Ankesörlü telefonla aramalar, geçmişe dönük arama ve sinyal kayıtları, şahit beyanları, ByLock içerikleri, emniyet tahlil raporları ile tespit edilen ve HSK Genel Konseyi’nce ihraç edilen yargı mensupları, meslekten çıkarma kararının iptali için Danıştay’da dava açmıştı.
Danıştay 5. Dairesi’nin de çok sayıda iptal kararına imza attığı öne sürülmüştü.
Devlet tazminat ödeyecek
Buna nazaran FETÖ ile irtibatı olan ve meslekten ihraç edilen 178 ismin mesleğe dönmelerine karar verilmişti.

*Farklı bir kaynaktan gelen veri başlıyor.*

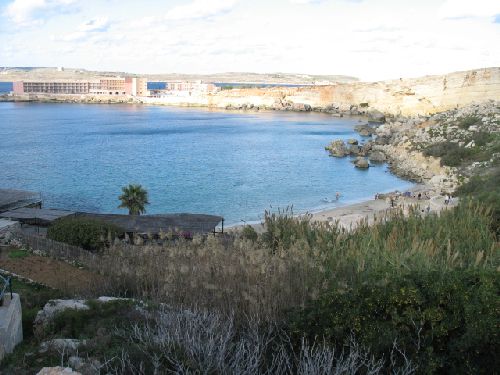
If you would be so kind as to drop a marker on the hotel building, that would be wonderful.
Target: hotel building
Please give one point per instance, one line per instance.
(108, 86)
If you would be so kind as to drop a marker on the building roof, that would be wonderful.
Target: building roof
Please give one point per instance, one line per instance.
(35, 215)
(194, 223)
(4, 224)
(11, 199)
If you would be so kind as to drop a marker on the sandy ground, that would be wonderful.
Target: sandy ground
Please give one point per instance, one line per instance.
(51, 272)
(349, 216)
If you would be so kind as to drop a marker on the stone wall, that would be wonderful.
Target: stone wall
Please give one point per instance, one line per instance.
(11, 327)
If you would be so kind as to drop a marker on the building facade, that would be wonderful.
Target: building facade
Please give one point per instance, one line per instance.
(107, 86)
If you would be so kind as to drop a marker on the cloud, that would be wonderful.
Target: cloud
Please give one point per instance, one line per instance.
(95, 25)
(26, 12)
(200, 9)
(306, 1)
(456, 9)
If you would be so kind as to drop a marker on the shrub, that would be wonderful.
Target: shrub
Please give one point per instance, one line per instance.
(443, 321)
(249, 233)
(91, 234)
(484, 189)
(467, 121)
(451, 154)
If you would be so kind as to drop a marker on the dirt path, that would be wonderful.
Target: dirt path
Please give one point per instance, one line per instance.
(53, 273)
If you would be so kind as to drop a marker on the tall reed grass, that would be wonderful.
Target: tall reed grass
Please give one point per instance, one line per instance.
(294, 260)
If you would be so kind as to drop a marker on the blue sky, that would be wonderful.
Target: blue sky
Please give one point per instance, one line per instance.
(370, 39)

Yargı mensuplarından 122’sinin misyona iade edildiği, 56 ismin bulunduğu listenin de HSK’ya gönderildiği belirtilmişti.
Sabah’ta yer alan haberde Danıştay 5. Dairesi’nin verdiği iade kararının akabinde bütün bu bireylere faiziyle birlikte devletin tazminat ödeyeceği söz edilmişti.
Danıştay’dan açıklama
Bugün argümanlar yönelik Danıştay’dan bir açıklama geldi…

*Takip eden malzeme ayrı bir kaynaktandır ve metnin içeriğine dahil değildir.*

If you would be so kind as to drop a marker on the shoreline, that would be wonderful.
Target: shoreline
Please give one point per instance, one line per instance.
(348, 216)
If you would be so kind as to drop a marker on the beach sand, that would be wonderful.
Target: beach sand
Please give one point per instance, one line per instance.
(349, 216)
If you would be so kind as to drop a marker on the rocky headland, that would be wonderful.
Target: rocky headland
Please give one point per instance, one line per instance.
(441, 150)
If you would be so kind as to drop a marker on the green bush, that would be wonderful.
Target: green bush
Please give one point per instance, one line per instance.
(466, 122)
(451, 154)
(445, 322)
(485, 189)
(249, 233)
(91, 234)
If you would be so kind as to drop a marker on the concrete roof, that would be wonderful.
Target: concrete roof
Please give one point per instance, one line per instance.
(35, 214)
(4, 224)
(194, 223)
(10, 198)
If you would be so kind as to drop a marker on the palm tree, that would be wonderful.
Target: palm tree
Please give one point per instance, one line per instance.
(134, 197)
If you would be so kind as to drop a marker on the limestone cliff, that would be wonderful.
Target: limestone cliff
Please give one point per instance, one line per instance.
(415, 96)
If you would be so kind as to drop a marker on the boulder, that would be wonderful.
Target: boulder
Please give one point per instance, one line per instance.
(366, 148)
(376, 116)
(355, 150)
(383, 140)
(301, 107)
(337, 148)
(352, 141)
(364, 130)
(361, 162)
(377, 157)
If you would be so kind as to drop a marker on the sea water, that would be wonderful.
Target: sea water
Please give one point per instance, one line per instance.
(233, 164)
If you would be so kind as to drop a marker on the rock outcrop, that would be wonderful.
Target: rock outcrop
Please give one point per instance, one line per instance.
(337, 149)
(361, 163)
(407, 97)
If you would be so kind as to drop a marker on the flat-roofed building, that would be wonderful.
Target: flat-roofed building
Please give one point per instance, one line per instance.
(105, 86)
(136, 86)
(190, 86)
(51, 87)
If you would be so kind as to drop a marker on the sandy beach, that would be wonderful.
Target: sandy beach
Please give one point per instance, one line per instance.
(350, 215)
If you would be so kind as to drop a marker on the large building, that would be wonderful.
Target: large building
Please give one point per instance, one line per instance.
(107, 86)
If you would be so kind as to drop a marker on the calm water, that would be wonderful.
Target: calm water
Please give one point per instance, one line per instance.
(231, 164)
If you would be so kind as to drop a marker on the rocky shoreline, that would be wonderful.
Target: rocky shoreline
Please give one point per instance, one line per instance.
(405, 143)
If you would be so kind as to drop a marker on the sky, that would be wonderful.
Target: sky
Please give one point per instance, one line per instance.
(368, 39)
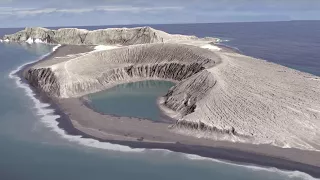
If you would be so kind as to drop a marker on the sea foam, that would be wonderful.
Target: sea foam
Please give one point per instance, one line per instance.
(48, 117)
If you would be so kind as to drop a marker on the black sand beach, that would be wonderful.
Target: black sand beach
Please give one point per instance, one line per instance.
(78, 119)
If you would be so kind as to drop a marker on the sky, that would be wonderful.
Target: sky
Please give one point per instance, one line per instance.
(22, 13)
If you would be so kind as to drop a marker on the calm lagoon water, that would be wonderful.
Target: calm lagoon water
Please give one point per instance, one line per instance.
(136, 99)
(32, 148)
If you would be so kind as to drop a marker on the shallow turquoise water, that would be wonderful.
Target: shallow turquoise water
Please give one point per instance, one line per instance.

“İptal kararı verilen belgeler şimdi asıldan kesinleşmedi”
Danıştay 5. Dairesi’nde, bugüne kadar, bu kapsamda 5 bin 112 dava açıldığı, bunların 4 bin 788’inin karara bağlandığı, 324 davanın ise karar verilmek üzere sıra beklediği tabir edilen açıklamada, şunlar kaydedildi:
“Karara bağlanan 4 bin 788 evrakın 4 bin 246’sında davanın temelden reddine, 11’inde davanın mühlet aşımı tarafından reddine, 51’inde dava dilekçesinin reddine, 15’inde karar verilmesine yer olmadığına, 123’ünde davanın açılmamış sayılmasına karar verilmiştir.
İptal kararı verilen belge sayısı ise 342 olup yinelenmiş dava açılması üzere nedenlerle lehine karar verilen kişi sayısı 323’tür. İptal kararı verilen evraklar şimdi temelden katılaşmamış, 5. Daire kararlarının birinci derece mahkemesi olarak verilen kararlar olması nedeniyle Danıştay İdari Dava Daireleri Kurulunca temyiz incelemesi devam etmektedir.”

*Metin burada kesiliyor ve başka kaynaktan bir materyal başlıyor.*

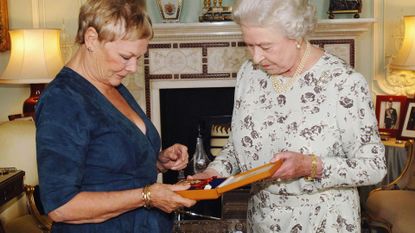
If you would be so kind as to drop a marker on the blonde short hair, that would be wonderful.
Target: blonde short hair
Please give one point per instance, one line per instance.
(296, 18)
(115, 19)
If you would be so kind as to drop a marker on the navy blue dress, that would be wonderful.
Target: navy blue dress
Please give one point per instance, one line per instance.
(85, 144)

‘Eleştiriler gayesini ve boyutunu aşıyor’
Açıklamada, Danıştay’ın Anayasa’nın 155. hususuna nazaran, idari mahkemelerce verilen karar ve kararların son inceleme merci olduğu, kanunla gösterilen belirli davalara ise birinci ve son derece mahkemesi olarak baktığı hatırlatıldı.
Danıştay mensuplarının, Anayasa’nın 140. hususu yeterince, mahkemelerin bağımsızlığı ve hakimlik teminatı asıllarına nazaran vazife ifa ettiği vurgulanan açıklamada, Anayasa’nın 141. hususu mucibince tüm Danıştay kararlarının gerekçeli yazıldığı da belirtildi.
AA’da yer alan başkanlığın açıklamasında, “Yargılama süreci devam eden davalar ile ilgili yapılan, hukuksal tenkit boyutunu ve hedefini aşan yorumların Anayasa’nın 138. unsuru ile garanti altına alınan yargı bağımsızlığını zedeleyeceği bedellendirilmektedir.” denildi.